Joon-Ho stood by the exit, one hand in his pocket, watching her walk out beside Daniel. For a heartbeat, their gazes clashed, and she saw it—jealousy, fierce and unguarded, burning behind his calm façade.
Her breath caught.
But just as quickly, he turned his face away, slipping into the hallway as though she meant nothing.
And somehow, that hurt more than his anger.

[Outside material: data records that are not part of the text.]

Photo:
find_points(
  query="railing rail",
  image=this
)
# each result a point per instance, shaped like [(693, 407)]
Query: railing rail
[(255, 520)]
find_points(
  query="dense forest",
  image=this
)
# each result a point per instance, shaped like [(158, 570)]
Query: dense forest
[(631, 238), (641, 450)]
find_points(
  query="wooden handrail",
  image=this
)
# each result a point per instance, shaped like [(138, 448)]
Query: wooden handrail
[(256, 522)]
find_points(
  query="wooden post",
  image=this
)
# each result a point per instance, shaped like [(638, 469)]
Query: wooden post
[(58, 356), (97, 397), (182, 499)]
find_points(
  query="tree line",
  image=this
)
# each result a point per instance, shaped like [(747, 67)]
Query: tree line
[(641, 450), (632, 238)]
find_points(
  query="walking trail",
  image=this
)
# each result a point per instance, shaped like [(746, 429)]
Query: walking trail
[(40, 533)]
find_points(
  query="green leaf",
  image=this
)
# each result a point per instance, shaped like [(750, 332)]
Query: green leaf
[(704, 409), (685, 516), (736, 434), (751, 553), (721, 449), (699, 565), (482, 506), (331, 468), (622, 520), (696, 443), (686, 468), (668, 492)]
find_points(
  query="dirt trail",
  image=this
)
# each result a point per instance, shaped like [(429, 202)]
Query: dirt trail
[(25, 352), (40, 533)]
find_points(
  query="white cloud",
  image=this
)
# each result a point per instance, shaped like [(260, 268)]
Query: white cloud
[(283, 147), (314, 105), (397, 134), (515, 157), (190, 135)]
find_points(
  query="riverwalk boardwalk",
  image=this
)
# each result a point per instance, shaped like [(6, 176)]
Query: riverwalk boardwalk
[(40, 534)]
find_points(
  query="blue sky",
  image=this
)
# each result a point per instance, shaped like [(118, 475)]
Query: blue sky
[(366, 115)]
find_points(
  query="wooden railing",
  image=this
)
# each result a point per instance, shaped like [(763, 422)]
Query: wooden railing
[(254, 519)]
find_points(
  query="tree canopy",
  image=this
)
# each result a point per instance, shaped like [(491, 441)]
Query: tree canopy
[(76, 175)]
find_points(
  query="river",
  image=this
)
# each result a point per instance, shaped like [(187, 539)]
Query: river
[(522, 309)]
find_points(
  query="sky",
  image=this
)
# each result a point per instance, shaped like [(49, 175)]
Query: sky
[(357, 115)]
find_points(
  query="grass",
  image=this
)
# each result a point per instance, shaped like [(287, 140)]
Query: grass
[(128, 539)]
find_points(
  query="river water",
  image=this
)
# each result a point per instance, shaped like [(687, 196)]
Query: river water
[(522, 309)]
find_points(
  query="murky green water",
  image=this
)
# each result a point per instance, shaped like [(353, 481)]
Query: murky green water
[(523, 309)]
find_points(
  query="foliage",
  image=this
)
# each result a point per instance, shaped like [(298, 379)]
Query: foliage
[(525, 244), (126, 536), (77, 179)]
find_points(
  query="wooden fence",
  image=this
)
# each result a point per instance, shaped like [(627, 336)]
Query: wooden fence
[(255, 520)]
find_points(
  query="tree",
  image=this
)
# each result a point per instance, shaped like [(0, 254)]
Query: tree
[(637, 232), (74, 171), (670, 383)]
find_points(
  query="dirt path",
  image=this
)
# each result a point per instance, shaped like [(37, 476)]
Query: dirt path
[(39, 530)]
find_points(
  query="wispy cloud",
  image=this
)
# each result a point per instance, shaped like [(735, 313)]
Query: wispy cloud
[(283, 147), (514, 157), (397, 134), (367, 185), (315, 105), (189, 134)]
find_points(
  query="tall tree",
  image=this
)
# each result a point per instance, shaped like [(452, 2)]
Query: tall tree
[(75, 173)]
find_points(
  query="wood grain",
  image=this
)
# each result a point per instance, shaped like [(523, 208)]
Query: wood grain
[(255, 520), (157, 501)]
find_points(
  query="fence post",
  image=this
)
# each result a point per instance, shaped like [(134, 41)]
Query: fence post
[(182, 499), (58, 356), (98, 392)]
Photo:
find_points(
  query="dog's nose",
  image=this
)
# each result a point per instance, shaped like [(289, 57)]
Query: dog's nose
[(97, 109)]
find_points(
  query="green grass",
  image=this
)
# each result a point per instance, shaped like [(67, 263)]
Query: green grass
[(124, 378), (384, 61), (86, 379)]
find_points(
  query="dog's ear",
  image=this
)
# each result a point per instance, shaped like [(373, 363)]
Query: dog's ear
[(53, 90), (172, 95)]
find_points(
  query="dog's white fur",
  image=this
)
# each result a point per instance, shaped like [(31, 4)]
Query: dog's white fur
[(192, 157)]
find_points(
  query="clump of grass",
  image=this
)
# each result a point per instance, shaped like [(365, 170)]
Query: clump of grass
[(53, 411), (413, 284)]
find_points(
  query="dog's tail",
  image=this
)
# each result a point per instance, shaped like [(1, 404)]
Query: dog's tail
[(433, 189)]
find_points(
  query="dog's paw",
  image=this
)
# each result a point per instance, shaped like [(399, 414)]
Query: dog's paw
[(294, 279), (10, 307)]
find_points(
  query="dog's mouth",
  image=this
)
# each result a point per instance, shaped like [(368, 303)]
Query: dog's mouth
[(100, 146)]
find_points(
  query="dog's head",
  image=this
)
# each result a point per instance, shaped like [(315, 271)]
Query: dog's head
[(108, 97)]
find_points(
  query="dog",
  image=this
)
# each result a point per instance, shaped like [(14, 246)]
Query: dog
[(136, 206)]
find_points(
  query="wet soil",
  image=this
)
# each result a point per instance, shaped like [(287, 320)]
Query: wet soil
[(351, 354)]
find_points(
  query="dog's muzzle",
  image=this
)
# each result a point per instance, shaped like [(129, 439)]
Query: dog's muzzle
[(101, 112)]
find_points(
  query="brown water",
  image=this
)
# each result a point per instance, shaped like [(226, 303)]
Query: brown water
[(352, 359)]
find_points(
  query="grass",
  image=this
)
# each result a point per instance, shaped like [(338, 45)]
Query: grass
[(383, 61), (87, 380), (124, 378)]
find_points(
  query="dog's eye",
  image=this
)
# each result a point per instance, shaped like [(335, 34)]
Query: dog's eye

Joon-Ho leaned against the wall outside the lecture hall, his hand tightening around the strap of his bag as he watched Amara walk out with Daniel at her side.
She was laughing.
That sound—light, effortless—hit him harder than it should have. He hadn’t heard it in weeks, not directed at him, not since that night. And now she was giving it to someone else.
His jaw tensed.
Daniel walked close to her, too close, his body angling toward hers like he was claiming a space Joon-Ho had no right to. Every little detail stung—how Daniel carried her books, how she didn’t push him away, how natural they looked together.
For a split second, Joon-Ho wanted to march over, grab her wrist, and remind her of the way she had looked at him that night in the party room—the way she had whispered his name like a prayer.
But he forced himself to stay still.
Because what right did he have?
He had been the one to avoid her gaze, to stay silent when she needed answers. He had left her alone in that bed, walked away because he thought it was safer for her.
And yet… watching her with Daniel now made every carefully built wall inside him start to crack.
“Pathetic,” he muttered under his breath, shoving his hand deeper into his pocket. He was supposed to be stronger than this, supposed to stay detached. He couldn’t afford to drag her into his family’s world, into the kind of mess he had been born into.
But when Amara’s eyes lifted for just a second, meeting his across the hallway, the force of it nearly undid him.
She looked hurt. Angry.
And he knew—it was his fault.
Joon-Ho turned sharply and walked away before he did something reckless, before the storm inside him spilled out in front of everyone. His long strides echoed down the corridor, but his thoughts refused to quiet.
He hated himself for staying away.
He hated Daniel for being brave enough to stay close.
And most of all—he hated the way his heart still raced, only for her.